Video games were once derided by teachers and considered a distraction in the classroom. This feeling is shared by many parents, with around 86% of them agreeing that their kids are spending too much time gaming. While there are arguments for and against it, there’s a rising trend in the number of schools using video games as educational tools. Esports in education uses an appetite for video games to introduce youngsters to concepts like leadership, team-building, and social awareness. It’s become a useful tool for enriching STEM study, but it can also be used to support language learning and history lessons.
Esports in Early Learning
The kindergarten of today is a markedly different place than the nursery classes of yesteryear. While Montessori toys still have their place in these preschool settings, educators are waking up to the benefits of bringing video games into the classroom.
It’s predicted that coding will become a staple part of middle school syllabuses in the years to come. Most experts agree that kids can take up coding as early as age seven. However, the fundamentals of coding can be introduced to youngsters much earlier than that.
Educational games have long been used to introduce basic math and literacy concepts to preschoolers. Nowadays, they can also be used to roll out rudimentary coding principles to kids. There’s also evidence to suggest that gaming in education can improve things like memory skills and hand-eye coordination.
Esports in Higher Education
The statistics are clear – pretty much every teen plays games. In fact, some surveys suggest that as many as 86% of teens in the United States play games on consoles like the PlayStation and Xbox. When you factor in web-based games and mobile-only titles, that number rises to 97%.

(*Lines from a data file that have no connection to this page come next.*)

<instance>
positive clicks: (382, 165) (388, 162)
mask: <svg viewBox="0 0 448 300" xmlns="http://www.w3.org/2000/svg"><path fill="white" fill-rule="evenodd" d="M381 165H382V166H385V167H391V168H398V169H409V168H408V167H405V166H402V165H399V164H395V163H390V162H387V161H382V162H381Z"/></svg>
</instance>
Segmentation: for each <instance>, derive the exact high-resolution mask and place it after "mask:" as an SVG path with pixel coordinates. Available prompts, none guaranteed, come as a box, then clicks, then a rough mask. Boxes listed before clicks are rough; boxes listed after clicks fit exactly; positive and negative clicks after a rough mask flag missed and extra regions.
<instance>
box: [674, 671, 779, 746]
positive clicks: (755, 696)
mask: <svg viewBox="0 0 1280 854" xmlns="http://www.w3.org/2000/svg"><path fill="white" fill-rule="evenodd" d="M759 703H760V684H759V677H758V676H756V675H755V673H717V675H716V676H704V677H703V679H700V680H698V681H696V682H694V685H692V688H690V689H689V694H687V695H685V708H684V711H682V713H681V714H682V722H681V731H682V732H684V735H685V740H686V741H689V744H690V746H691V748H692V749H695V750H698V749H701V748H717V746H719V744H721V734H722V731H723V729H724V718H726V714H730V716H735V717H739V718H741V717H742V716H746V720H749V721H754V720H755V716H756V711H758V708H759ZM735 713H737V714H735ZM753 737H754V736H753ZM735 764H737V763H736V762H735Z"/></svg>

Rather than dismiss this appetite for gaming, many high schools are encouraging amateur esports, recognizing that competitive gaming yields many of the same benefits as other extracurricular activities.
You only need to look at the Rocket League tournament schedule to see that esports represents a lucrative career prospect for gamers. In 2019, Andrea Radovanović became the youngest Rocket League professional of all time when he joined the Team Vitality roster.
Esports programs are also on the rise in colleges and universities. In the United
States, as many as 170 different institutions are offering esports degrees. These programs prepare video game enthusiasts for an actual career in esports. They’re not just a cash grab, either. Esports scholarships are now offered alongside traditional sporting scholarships. Combined, these scholarships total more than $16 million.
The line between esports and conventional sports is becoming increasingly blurred. Varsity esports has been around since at least 2009. Today, more than 70 colleges operate varsity esports programs. Meanwhile, the High School Esports League lets younger games get in on the action. These varsity leagues are often intertwined with esports educational programs. In 2016, the National Association of Collegiate Esports (NACE) was established, cementing the credibility of esports as a viable career path.